Incluso esa propia norma no escrita es dejada de lado por Ankurô cuando le conviene, dando por sentado que en realidad no pertenece a ninguna organización criminal ni se somete a ninguna directriz. Dejando de lado la socarronería fantasiosa de Son Goku, «El carterista» se acerca más a otros relatos como «Kei», cuyo protagonista traspasa las convenciones del honor, o al del mencionado Kasajirô, debido al entorno urbano y cotidiano de Edo donde se desarrolla la acción, en esta ocasión en el lado contario a las fuerzas del orden.

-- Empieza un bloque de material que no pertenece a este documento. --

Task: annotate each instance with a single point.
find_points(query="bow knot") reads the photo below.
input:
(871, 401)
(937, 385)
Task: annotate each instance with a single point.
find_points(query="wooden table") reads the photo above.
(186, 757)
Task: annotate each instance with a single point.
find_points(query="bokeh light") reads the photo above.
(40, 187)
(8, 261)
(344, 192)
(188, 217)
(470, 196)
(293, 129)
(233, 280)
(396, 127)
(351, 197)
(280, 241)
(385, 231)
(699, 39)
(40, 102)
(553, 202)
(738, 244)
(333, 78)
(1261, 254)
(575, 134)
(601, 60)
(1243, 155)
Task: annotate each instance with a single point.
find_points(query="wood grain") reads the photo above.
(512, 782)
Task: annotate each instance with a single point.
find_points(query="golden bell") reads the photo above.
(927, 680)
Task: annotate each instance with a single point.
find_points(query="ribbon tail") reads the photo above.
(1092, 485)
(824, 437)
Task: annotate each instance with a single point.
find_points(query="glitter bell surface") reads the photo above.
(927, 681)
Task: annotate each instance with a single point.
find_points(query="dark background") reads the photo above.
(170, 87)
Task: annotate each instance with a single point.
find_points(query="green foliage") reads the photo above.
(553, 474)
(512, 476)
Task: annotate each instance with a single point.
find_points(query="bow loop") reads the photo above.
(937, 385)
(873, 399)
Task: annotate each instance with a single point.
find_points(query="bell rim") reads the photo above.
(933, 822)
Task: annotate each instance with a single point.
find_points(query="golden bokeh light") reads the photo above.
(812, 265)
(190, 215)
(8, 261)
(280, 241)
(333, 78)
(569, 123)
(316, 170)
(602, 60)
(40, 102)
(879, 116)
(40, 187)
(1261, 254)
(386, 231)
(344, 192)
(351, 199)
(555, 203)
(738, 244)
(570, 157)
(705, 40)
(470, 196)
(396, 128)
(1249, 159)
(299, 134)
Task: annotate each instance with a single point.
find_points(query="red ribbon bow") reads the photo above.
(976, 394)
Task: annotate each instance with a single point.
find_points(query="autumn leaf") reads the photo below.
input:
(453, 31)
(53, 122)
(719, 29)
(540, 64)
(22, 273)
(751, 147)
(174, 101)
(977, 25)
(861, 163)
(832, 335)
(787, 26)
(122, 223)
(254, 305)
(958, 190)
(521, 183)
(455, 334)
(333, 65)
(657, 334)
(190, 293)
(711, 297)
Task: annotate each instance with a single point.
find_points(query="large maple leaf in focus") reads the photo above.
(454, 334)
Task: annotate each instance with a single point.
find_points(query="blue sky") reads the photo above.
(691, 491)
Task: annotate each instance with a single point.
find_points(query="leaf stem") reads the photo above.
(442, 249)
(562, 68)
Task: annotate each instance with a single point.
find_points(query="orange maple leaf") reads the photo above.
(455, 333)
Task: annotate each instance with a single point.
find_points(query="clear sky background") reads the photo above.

El manga, cual historia de ladrones de guante blanco, se divide en golpes, aquellos que comete el propio Ankurô en cada uno de esos capítulos. Pero desde el minuto uno, en el primer golpe «Kikare-no-Edo», veremos que este habilidoso carterista es mucho más que un vulgar ladronzuelo, y no sólo por su perfeccionada técnica: es capaz de desafiar a Otaka, de la famosa liga de carteristas Yuiren Kuromoto, en su propio terreno y mediante los más diversos ardides, desde los sexuales a los juegos de mano, pasando por la infiltración, la caracterización y el engaño. Y es que Ankurô no busca el vil metal, sino la lista de carteristas de la propia Yuiren Kuromoto, aunque aún no sepamos para qué. La forma en la que reta a Otaka y se introduce en la misma base de la liga de carteristas sorprende por su ingenio, transformando a Ankurô en el Raffles de la época Edo, si bien su procedencia no sea para nada de alta alcurnia.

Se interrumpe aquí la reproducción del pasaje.